The ABA Journal reports on a new practice trend for lawyers: acting as privilege shield. As hacker attacks increase, companies are turning to lawyers to assist with initial investigations. While presumably lawyers bring substantive knowledge to the table and can help companies assess potential liability, they offer an even more valuable benefit: privilege. Many companies want to protect internal investigations of a data breach from use in subsequent litigation – but that information may be more easily discoverable if a company relies solely on a forensics company to assist in post-breach diligence.
The ABA article references several big firms that are branching out into the privilege shield area. But there’s no reason that solos and small couldn’t replicate this practice area. After all, many small and mid-sized companies are hacked also – and would benefit both from a privilege shield as well as legal advice on how to minimize liability. Solos and smalls have an advantage over their big law colleagues too: because companies will already have to shell out significant dollars for forensics experts, they may want to limit what they pay for legal advice as well.
Marketing this type of service isn’t difficult either, because lawyers can pitch vendors as well as the ultimate client. A firm could create a webinar series to educate vendors on the law of data breach or the importance of having an attorney on the team. If the vendor is impressed, it could refer the lawyer to its clients or offer some type of packaged service (so long as its structured to avoid fee splitting). You might also approach vendors directly and offer a proposal for teaming up – an API so to speak.

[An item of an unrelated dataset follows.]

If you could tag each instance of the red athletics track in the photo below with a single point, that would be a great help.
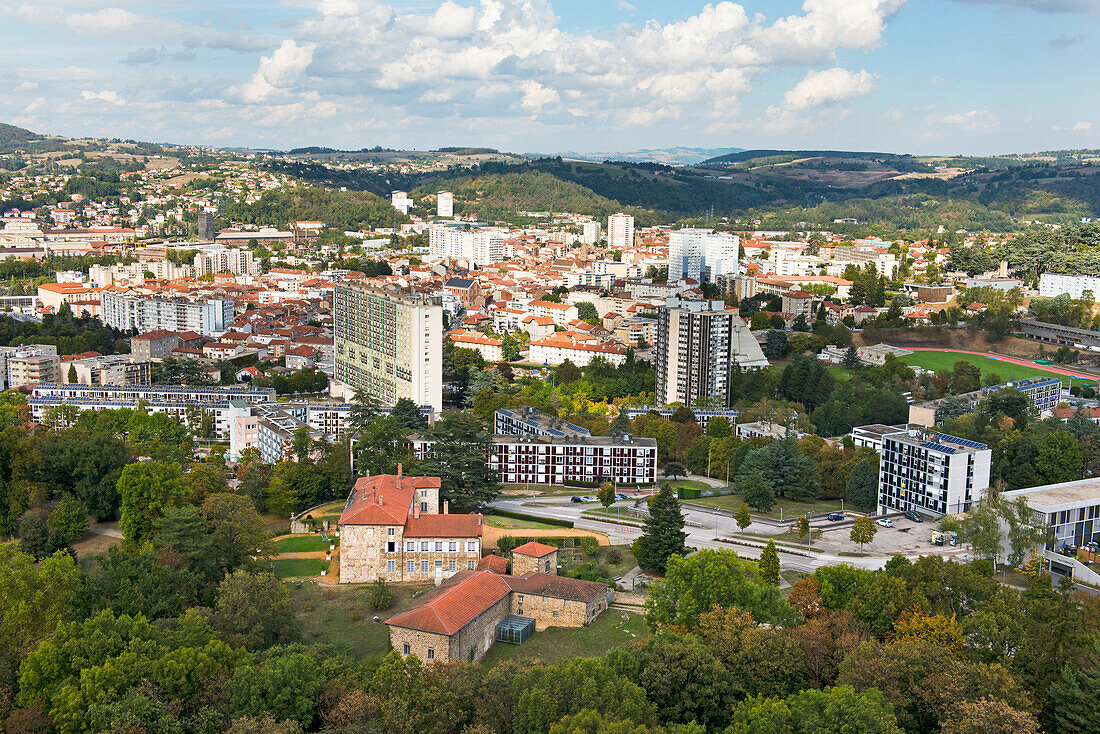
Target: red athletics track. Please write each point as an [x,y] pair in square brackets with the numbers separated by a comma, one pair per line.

As we move into the future, we often forget about the USP (unique selling proposition) that sets lawyers apart from the journalists and travel agents who have gone the way of the dinosaur. We’ve been empowered with an awesome superpower: ability to protect client confidentiality. It’s that power that enables us as lawyers to protect and defend our clients – and now perhaps, it’s that same power that will protect us as the legal profession as we know it disrupts.